The final stop was an actual indoor restaurant with lots of business-professional types eating in suits, complete with air conditioning and Western toilets. Although we’d gotten used to the casual, curbside dining, everything here was great too, but I did learn that I am not the biggest fan of baby Thai eggplants. They served them in the green curry and I bit into them thinking they were peas… not so much. They are bitter and not a traditionally Western taste. It was good to learn early though, because they made a frequent appearance throughout our trip.
|Nushi at the bakery!|
|One green custard bun, one pork bun. Both light, fluffy and so good.|
|A soft sweet bun filled with well-seasoned pork. Unexpected but I think this could really take off in North Carolina.|
|A Thai iced tea and the center of the green custard bun. The Thai teas are made with condensed milk and are really sweet but oddly refreshing and tasty.|
|Fresh vegetables. Those pods in the front are called stink beans.|
|A sample size of traditional Thai green curry and roti (an Indian-inspired crispy pancake-like bread).|
The final dish of the food tour I was actually scared of… but incredibly pumped to try! Durian ice cream! I have seen so many TV shows about this fruit. People complain about the texture and the smell. Some hotels, including the one we stayed in in Chiang Mai, put up signs forbidding you from bringing it into your hotel rooms because the smell is so bad and difficult to get out of the space.
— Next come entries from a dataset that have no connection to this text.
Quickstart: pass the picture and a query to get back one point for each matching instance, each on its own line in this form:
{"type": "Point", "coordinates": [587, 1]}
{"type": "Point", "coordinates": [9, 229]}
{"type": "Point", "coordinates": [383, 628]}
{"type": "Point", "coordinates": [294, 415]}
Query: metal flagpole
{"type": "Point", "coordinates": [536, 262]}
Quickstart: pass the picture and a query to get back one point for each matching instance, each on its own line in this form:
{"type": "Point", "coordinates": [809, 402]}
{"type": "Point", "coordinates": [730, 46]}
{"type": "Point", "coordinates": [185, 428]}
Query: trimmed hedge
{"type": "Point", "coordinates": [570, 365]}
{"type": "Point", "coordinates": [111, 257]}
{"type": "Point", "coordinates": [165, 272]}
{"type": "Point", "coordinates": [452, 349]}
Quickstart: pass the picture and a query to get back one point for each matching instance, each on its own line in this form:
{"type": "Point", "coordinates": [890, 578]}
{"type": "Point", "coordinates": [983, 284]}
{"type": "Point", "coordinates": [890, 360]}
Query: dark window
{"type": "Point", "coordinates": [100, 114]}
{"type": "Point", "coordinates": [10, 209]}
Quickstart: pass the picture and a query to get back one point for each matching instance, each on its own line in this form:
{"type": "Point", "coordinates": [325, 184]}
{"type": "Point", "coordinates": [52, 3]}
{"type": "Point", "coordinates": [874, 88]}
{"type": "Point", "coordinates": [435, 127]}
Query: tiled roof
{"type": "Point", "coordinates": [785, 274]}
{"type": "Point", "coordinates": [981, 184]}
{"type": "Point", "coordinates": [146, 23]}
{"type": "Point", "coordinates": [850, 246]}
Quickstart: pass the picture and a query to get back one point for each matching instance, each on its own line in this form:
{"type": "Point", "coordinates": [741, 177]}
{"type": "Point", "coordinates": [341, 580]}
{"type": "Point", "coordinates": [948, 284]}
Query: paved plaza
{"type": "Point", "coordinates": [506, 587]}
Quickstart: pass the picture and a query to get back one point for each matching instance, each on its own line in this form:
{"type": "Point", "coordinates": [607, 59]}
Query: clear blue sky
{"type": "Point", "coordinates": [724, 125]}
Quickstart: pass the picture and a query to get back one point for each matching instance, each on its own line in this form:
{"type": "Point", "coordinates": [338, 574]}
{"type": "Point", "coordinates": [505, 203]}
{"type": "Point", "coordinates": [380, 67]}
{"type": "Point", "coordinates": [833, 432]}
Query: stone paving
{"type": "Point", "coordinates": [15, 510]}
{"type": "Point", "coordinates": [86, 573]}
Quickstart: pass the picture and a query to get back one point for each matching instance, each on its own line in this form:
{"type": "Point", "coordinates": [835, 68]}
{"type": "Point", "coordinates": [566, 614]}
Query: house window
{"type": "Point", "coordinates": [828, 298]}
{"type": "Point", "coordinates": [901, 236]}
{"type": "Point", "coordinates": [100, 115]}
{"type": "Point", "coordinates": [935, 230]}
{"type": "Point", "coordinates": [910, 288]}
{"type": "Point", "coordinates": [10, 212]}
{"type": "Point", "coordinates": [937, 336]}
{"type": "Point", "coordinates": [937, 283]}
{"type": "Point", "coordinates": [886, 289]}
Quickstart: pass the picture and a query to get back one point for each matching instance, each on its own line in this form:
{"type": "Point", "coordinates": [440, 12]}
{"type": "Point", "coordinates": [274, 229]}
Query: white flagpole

It’s known as the “king of fruits.” Ice cream was possibly the most innocuous way to try it for the first time. You could still grasp the odd taste and smell that crept up on you in an unidentifiable way, but it wasn’t bad. One guy at the table said, “If I didn’t know this was durian-flavored, I might say this ice cream had gone bad.” Other words people threw into the mix to describe the taste was “rotten meat,” “macadamian nuts,” “garbage,” and “dirty socks.” Hearing all this while you ate it didn’t help the process… but it was certainly an experience. I think I enjoyed it.
|DURIAN ICE CREAM!|
I totally recommend Bangkok Food Tours and Nushi. I would go back right now and do all the tours they offered if I could. (Maybe I will…) There’s also a nighttime tour of Bangkok’s Chinatown.
I also totally recommend eating any Thai food you can get your hands on, especially from a hole in the wall place like some of these or a cart on the side of the road! It was some of the best food we had our whole trip. Now I regret not eating ENOUGH street food while I was there!